= Wei Shoukun =

Chinese metallurgist, physical chemist and materials engineer

Wei Shoukun (魏寿昆; 16 September 1907 – 30 June 2014) was a Chinese metallurgist, physical chemist, and materials engineer. Considered a founder of metallurgical physical chemistry in China, he taught for eight decades at ten different universities. He was a founding professor and Vice President of the University of Science and Technology Beijing, and was elected an academician of the Chinese Academy of Sciences in 1980.

== Early life and education ==
Wei Shoukun was born on 16 September 1907 in Tianjin, China in the final years of the Qing Dynasty. After graduating from the Department of Mining and Metallurgy of Peiyang University (now Tianjin University) in 1929, he was hired by the university as a faculty member. In 1931, he went to Germany to study at Technische Hochschule Dresden. He earned his doctor of engineering degree in chemistry four years later, and conducted research at the Institute of Steel Metallurgy, RWTH Aachen University for another year.

== Career ==
In 1936, Wei returned to China and became a professor at Peiyang University. The Second Sino-Japanese War broke out a year later, and the Japanese army occupied Tianjin. Wei fled the city for Western China, where he taught at several universities during the war, including Northwest Union University and Northwestern Engineering Institute in Shaanxi and Chongqing University in Sichuan.

After the end of the war, Wei returned to Peiyang University in 1946 and was appointed Chair of the Department of Metallurgy. He became Dean of the School of Engineering in 1949, and Vice Provost in 1951. He also served as Dean of Tangshan Jiaotong University.

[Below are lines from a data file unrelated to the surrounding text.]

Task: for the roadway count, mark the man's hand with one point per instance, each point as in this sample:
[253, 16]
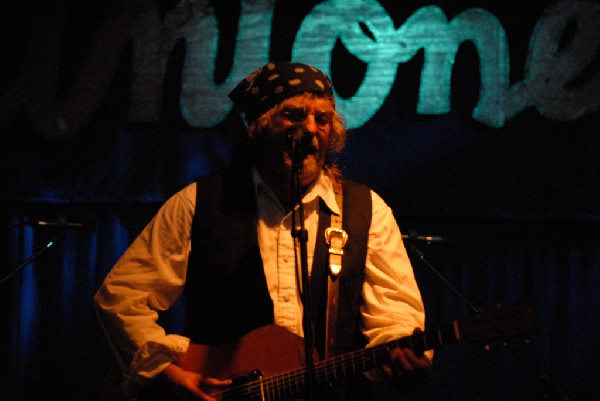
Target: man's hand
[406, 370]
[188, 385]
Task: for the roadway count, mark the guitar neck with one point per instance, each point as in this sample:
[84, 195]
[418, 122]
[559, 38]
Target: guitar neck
[285, 385]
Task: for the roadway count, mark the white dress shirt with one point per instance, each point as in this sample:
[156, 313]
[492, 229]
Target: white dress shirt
[150, 276]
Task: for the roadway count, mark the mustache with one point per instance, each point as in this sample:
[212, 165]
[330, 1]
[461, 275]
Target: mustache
[298, 136]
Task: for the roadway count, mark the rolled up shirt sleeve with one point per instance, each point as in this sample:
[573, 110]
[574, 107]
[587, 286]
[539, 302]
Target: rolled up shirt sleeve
[147, 279]
[392, 306]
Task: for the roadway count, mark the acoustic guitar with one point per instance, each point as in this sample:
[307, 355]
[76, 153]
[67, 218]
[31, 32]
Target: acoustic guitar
[268, 363]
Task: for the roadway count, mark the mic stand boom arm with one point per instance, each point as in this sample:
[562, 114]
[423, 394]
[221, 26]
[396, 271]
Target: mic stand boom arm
[299, 232]
[551, 385]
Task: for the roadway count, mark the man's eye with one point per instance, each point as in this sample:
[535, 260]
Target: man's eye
[294, 115]
[323, 118]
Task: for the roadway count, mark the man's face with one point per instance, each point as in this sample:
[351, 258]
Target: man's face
[314, 116]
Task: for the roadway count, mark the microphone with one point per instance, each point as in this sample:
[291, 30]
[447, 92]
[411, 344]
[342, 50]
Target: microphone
[424, 238]
[62, 224]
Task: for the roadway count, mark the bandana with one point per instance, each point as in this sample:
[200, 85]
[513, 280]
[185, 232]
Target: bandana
[275, 82]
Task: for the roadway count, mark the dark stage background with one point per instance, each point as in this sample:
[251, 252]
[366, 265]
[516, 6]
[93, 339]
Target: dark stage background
[108, 107]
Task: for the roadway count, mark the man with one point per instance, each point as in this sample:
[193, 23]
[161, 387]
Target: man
[226, 243]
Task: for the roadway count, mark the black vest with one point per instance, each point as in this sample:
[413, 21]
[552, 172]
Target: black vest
[226, 293]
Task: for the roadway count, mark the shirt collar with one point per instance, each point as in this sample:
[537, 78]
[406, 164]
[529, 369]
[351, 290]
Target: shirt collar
[321, 188]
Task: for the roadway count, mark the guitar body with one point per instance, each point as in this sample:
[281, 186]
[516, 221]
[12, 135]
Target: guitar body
[268, 363]
[271, 349]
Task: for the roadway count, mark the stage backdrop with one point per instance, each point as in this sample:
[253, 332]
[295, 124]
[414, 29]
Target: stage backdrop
[476, 120]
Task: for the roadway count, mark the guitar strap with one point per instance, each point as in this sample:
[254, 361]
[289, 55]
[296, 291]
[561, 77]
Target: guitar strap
[336, 238]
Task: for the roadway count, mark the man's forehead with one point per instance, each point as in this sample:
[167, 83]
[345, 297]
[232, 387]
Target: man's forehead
[308, 101]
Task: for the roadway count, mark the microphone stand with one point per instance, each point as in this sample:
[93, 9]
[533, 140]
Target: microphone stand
[548, 382]
[33, 257]
[299, 232]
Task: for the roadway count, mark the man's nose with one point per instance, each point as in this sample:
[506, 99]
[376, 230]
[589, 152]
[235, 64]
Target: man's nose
[310, 124]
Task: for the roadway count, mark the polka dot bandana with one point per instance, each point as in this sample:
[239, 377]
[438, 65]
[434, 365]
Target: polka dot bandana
[275, 82]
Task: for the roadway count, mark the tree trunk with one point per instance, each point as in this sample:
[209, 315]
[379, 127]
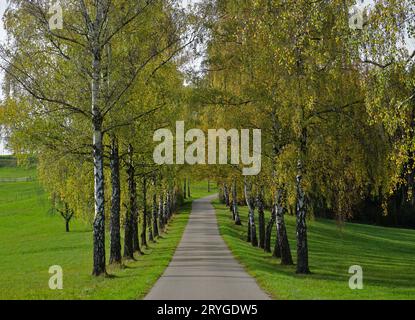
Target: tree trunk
[115, 237]
[277, 249]
[283, 244]
[235, 211]
[261, 219]
[99, 219]
[155, 220]
[166, 210]
[226, 195]
[144, 231]
[301, 211]
[160, 213]
[268, 231]
[252, 236]
[131, 209]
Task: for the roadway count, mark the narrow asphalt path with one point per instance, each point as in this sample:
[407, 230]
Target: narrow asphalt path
[203, 268]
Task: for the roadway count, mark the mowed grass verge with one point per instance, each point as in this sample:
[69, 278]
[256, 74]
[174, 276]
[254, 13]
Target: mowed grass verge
[386, 255]
[33, 240]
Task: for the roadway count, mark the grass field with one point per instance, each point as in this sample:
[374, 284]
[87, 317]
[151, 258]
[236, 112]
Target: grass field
[386, 255]
[33, 240]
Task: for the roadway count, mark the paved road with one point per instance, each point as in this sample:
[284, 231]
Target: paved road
[203, 267]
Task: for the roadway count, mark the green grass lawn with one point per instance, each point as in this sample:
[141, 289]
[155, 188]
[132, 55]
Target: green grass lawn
[386, 255]
[33, 240]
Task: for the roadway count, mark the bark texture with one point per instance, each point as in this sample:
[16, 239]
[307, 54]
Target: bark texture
[115, 234]
[261, 219]
[283, 244]
[144, 229]
[301, 226]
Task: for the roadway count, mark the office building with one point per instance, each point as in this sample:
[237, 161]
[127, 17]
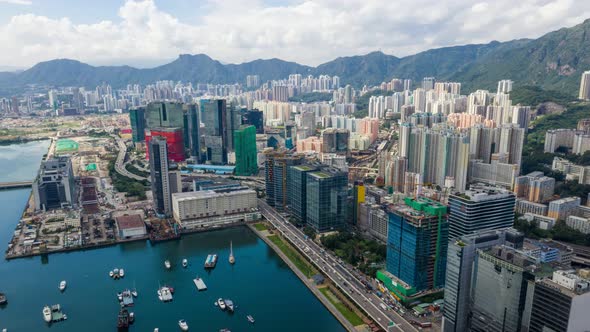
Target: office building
[585, 86]
[160, 181]
[327, 193]
[480, 208]
[206, 208]
[504, 279]
[246, 154]
[562, 208]
[561, 303]
[417, 241]
[297, 188]
[137, 120]
[174, 140]
[276, 167]
[459, 278]
[55, 186]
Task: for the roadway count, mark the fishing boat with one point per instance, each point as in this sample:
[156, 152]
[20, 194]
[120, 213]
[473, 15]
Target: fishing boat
[183, 325]
[250, 319]
[232, 259]
[47, 314]
[221, 303]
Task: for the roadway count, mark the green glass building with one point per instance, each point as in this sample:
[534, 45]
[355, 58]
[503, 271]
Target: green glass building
[245, 147]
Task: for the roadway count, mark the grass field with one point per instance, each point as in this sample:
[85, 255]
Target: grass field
[303, 266]
[350, 315]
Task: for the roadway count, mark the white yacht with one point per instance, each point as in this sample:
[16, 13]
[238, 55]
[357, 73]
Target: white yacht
[183, 325]
[47, 314]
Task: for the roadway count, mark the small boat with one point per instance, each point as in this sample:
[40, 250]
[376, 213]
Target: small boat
[47, 314]
[250, 319]
[229, 304]
[221, 303]
[183, 325]
[232, 259]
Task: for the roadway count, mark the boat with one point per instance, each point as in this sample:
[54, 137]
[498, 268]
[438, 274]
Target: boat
[126, 298]
[123, 320]
[183, 325]
[250, 319]
[200, 284]
[47, 314]
[232, 259]
[221, 303]
[211, 261]
[229, 304]
[164, 294]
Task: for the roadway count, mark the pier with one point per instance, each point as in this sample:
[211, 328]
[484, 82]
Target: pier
[15, 185]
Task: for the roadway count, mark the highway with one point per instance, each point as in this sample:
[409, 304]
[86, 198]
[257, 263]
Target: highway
[120, 163]
[349, 282]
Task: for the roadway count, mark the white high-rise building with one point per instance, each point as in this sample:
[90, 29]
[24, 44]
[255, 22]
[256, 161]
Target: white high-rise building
[585, 86]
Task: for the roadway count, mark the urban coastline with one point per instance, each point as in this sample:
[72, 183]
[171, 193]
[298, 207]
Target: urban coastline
[402, 206]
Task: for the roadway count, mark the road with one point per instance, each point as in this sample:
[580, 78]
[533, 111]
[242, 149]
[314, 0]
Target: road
[349, 282]
[120, 163]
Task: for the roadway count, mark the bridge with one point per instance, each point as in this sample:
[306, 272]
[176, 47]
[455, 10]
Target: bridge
[15, 185]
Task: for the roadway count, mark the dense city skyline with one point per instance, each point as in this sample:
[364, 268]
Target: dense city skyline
[306, 32]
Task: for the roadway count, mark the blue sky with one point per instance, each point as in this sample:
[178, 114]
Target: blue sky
[150, 32]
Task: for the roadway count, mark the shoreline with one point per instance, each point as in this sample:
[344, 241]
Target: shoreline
[306, 281]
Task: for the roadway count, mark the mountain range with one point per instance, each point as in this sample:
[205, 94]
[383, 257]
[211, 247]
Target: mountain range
[554, 61]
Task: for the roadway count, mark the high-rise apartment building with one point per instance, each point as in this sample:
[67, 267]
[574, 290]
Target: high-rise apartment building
[585, 86]
[327, 192]
[55, 186]
[480, 208]
[561, 303]
[246, 154]
[160, 181]
[503, 277]
[137, 120]
[417, 241]
[459, 278]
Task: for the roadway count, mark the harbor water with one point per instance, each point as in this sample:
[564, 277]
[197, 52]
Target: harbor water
[260, 283]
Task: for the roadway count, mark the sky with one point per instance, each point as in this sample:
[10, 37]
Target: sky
[146, 33]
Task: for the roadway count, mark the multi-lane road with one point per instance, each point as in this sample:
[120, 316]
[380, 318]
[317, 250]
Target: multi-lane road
[348, 281]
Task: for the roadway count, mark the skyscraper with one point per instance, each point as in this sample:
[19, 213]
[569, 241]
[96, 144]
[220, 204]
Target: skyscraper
[458, 283]
[417, 241]
[585, 86]
[246, 154]
[327, 192]
[480, 208]
[160, 181]
[137, 120]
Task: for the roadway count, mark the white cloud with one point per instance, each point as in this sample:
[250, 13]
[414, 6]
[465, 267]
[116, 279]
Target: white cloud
[17, 2]
[309, 32]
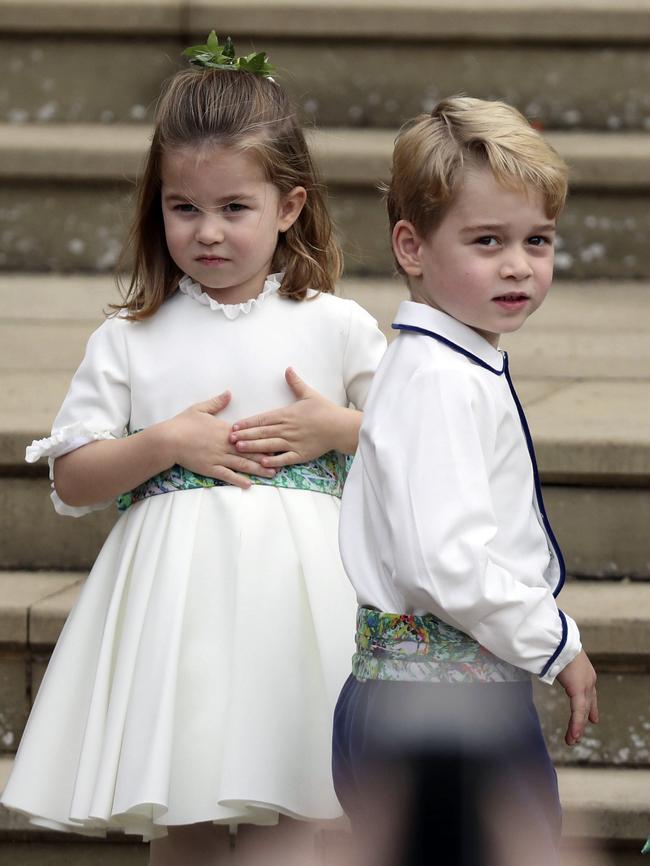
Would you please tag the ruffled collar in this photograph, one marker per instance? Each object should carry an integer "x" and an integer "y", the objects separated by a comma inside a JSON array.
[{"x": 193, "y": 290}]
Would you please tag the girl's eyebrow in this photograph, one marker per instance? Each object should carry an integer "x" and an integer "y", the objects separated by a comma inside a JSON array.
[{"x": 172, "y": 195}]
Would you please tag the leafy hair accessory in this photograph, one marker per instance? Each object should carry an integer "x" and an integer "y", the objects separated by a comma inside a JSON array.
[{"x": 213, "y": 55}]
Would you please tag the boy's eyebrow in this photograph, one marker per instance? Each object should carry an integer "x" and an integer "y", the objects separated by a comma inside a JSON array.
[{"x": 490, "y": 227}]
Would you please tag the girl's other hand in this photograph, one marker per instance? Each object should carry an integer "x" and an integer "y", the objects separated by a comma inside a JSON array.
[
  {"x": 201, "y": 443},
  {"x": 579, "y": 682},
  {"x": 299, "y": 432}
]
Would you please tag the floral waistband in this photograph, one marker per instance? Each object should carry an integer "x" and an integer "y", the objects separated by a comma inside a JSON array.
[
  {"x": 402, "y": 647},
  {"x": 326, "y": 474}
]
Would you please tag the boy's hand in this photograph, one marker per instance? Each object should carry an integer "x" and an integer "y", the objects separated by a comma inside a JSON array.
[
  {"x": 579, "y": 682},
  {"x": 200, "y": 442},
  {"x": 299, "y": 432}
]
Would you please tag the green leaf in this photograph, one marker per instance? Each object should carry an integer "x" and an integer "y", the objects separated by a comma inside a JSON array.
[
  {"x": 229, "y": 48},
  {"x": 213, "y": 42},
  {"x": 212, "y": 55}
]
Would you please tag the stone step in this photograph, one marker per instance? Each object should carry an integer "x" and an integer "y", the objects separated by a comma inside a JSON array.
[
  {"x": 67, "y": 195},
  {"x": 338, "y": 60},
  {"x": 605, "y": 822},
  {"x": 581, "y": 365},
  {"x": 614, "y": 620}
]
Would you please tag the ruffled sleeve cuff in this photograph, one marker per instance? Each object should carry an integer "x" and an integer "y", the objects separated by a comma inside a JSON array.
[{"x": 61, "y": 442}]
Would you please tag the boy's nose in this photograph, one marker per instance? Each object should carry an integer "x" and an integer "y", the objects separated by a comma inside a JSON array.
[{"x": 516, "y": 266}]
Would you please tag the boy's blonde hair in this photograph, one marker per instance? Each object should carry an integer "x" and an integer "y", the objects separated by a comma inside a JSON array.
[
  {"x": 253, "y": 114},
  {"x": 432, "y": 150}
]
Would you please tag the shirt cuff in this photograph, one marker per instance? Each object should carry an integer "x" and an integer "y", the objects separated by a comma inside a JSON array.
[{"x": 567, "y": 650}]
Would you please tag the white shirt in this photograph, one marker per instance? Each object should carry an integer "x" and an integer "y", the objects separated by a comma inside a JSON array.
[{"x": 442, "y": 511}]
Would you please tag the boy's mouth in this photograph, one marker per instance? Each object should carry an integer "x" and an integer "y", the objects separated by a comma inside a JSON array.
[{"x": 512, "y": 300}]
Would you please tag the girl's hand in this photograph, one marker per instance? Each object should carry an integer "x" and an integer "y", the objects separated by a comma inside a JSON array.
[
  {"x": 200, "y": 442},
  {"x": 579, "y": 682},
  {"x": 300, "y": 431}
]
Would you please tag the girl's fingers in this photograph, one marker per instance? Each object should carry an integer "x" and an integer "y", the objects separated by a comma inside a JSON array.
[
  {"x": 577, "y": 720},
  {"x": 264, "y": 445},
  {"x": 286, "y": 458},
  {"x": 267, "y": 419},
  {"x": 594, "y": 715},
  {"x": 222, "y": 473}
]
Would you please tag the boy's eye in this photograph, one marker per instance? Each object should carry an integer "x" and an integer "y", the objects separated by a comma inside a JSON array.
[{"x": 234, "y": 207}]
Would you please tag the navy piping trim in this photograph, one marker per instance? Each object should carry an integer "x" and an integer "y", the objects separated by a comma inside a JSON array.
[
  {"x": 538, "y": 483},
  {"x": 398, "y": 327},
  {"x": 565, "y": 632}
]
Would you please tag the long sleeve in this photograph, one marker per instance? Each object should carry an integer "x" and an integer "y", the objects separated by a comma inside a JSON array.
[
  {"x": 430, "y": 461},
  {"x": 97, "y": 405}
]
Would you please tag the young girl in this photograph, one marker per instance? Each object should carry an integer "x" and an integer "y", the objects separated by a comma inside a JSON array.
[{"x": 195, "y": 680}]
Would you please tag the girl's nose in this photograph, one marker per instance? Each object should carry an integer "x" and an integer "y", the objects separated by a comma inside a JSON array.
[{"x": 209, "y": 229}]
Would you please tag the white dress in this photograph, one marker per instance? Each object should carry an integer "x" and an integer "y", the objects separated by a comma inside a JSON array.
[{"x": 196, "y": 677}]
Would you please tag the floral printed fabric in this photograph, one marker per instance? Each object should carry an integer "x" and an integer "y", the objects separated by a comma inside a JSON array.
[
  {"x": 326, "y": 474},
  {"x": 401, "y": 647}
]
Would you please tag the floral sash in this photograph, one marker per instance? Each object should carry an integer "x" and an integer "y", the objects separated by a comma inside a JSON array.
[
  {"x": 408, "y": 648},
  {"x": 326, "y": 474}
]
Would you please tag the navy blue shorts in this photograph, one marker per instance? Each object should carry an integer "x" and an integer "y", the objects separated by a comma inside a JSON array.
[{"x": 460, "y": 772}]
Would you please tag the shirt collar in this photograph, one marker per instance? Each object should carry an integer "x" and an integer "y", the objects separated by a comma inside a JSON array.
[{"x": 412, "y": 316}]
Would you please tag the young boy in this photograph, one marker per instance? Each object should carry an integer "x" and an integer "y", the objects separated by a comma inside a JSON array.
[{"x": 443, "y": 529}]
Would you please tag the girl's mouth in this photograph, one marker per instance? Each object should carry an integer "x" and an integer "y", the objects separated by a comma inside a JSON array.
[{"x": 211, "y": 260}]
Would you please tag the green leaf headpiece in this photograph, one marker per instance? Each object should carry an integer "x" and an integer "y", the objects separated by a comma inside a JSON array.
[{"x": 213, "y": 55}]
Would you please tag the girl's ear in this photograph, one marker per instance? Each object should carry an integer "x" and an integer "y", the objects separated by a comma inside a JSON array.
[
  {"x": 290, "y": 206},
  {"x": 406, "y": 246}
]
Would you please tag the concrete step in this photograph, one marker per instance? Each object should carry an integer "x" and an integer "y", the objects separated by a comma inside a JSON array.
[
  {"x": 67, "y": 197},
  {"x": 614, "y": 620},
  {"x": 581, "y": 364},
  {"x": 338, "y": 60},
  {"x": 605, "y": 821}
]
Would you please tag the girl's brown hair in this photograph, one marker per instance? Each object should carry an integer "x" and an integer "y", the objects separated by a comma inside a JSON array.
[{"x": 245, "y": 111}]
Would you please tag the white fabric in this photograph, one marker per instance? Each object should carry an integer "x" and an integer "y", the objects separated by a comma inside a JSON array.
[
  {"x": 196, "y": 677},
  {"x": 439, "y": 513}
]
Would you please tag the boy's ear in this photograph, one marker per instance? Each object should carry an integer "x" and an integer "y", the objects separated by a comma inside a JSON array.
[
  {"x": 406, "y": 247},
  {"x": 290, "y": 206}
]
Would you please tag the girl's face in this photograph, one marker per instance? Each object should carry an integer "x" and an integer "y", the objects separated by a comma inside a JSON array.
[{"x": 222, "y": 219}]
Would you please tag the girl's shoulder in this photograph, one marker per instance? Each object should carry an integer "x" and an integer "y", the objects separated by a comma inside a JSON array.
[{"x": 336, "y": 307}]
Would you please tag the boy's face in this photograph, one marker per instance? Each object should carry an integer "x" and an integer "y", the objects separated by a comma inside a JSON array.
[{"x": 489, "y": 263}]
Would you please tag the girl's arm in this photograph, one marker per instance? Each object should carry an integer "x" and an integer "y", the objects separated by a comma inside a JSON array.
[
  {"x": 300, "y": 431},
  {"x": 314, "y": 425},
  {"x": 194, "y": 439}
]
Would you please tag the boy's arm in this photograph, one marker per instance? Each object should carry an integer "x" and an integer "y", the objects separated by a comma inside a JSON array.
[{"x": 439, "y": 444}]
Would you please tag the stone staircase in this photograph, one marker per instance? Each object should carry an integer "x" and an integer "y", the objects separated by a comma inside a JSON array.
[{"x": 79, "y": 79}]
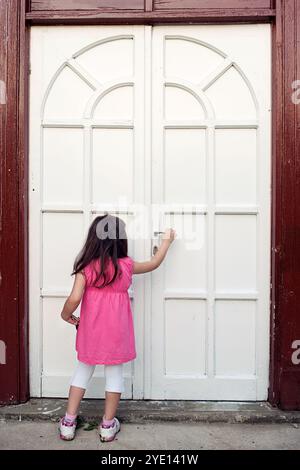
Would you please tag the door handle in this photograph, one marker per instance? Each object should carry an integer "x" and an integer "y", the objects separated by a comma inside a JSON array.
[
  {"x": 157, "y": 233},
  {"x": 155, "y": 247}
]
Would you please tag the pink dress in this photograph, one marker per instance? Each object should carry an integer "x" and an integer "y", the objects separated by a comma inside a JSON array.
[{"x": 106, "y": 331}]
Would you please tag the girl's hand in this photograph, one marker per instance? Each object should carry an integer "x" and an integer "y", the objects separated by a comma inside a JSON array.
[
  {"x": 169, "y": 235},
  {"x": 72, "y": 320}
]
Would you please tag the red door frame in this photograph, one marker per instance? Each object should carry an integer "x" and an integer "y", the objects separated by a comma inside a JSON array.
[{"x": 16, "y": 16}]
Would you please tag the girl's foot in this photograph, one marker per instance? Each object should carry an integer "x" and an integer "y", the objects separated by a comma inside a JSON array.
[
  {"x": 67, "y": 429},
  {"x": 108, "y": 433}
]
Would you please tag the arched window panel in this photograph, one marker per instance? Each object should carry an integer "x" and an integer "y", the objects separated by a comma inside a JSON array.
[
  {"x": 108, "y": 60},
  {"x": 115, "y": 104},
  {"x": 67, "y": 96},
  {"x": 190, "y": 60},
  {"x": 231, "y": 97},
  {"x": 180, "y": 104}
]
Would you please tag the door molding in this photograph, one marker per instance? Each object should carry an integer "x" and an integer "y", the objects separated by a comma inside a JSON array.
[{"x": 15, "y": 19}]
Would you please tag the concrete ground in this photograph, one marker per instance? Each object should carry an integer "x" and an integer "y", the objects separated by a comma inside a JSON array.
[{"x": 153, "y": 436}]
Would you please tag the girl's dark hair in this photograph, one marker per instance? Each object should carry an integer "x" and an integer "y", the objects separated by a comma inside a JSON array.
[{"x": 106, "y": 240}]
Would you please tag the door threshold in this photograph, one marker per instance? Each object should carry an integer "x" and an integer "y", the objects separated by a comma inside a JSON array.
[{"x": 142, "y": 411}]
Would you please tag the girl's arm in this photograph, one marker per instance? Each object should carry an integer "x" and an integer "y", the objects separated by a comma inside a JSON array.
[
  {"x": 157, "y": 259},
  {"x": 74, "y": 300}
]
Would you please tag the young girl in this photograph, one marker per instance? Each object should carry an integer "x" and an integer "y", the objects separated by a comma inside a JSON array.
[{"x": 105, "y": 332}]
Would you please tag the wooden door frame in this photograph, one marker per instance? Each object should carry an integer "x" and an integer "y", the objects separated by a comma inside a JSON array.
[{"x": 16, "y": 17}]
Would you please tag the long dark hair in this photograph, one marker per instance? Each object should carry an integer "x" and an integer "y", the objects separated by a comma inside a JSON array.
[{"x": 106, "y": 240}]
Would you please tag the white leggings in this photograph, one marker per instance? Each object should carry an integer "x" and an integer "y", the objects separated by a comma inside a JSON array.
[{"x": 114, "y": 381}]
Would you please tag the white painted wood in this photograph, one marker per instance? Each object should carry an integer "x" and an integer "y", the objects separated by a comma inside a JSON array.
[
  {"x": 181, "y": 114},
  {"x": 211, "y": 146},
  {"x": 86, "y": 137}
]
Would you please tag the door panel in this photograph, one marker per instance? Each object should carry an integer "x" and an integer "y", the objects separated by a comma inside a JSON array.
[
  {"x": 86, "y": 128},
  {"x": 169, "y": 126},
  {"x": 211, "y": 177}
]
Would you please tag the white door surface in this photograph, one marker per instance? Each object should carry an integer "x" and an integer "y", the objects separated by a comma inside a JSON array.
[{"x": 169, "y": 121}]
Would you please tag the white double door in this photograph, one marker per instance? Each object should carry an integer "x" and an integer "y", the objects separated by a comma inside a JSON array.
[{"x": 167, "y": 126}]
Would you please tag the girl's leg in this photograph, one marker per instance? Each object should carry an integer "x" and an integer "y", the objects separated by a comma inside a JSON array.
[
  {"x": 79, "y": 383},
  {"x": 114, "y": 387}
]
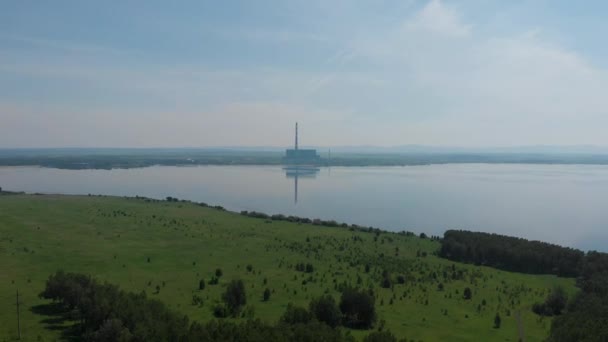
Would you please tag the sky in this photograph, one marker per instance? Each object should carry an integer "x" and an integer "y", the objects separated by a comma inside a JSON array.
[{"x": 471, "y": 73}]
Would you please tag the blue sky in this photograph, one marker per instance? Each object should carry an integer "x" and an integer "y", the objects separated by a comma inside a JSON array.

In 1952, Wei helped establish Beijing Institute of Iron and Steel Technology (now University of Science and Technology Beijing), and served as Provost of the university and Chair of the Department of Smelting. He served as Vice President of the university from 1979 to 1983, and was elected an academician of the Chinese Academy of Sciences in 1980.

Wei joined the Jiusan Society in 1952, and served as a member of the party's 6th Central Committee and a standing committee member of the 7th Central Committee.

Wei died on 30 June 2014 in Beijing, at the age of 106 (107 in East Asian age reckoning). He was the longest-living academician of the Chinese Academy of Sciences.

== Contributions and honours ==
Wei is considered a founder of the physical chemistry of process metallurgy in China. He made major contributions to desulfurization and dephosphorization of steel, selective oxidation, thermodynamics of metallurgy, and other areas. He published five monographs and 140 research papers.

Wei had a distinguished teaching career spanning eight decades, including 46 years of classroom teaching. He taught four or five generations of Chinese metallurgists at ten universities, including about a dozen academicians and hundreds of leading scientists at major corporations and research institutes.

Wei was a recipient of the State Natural Science Award and the Ho Leung Ho Lee Prize for Technological Sciences. In September 2011, the Science Press of China published Biography of Wei Shoukun, authored by Wu Shizhong (吴石忠) and Jiang Xi (姜曦).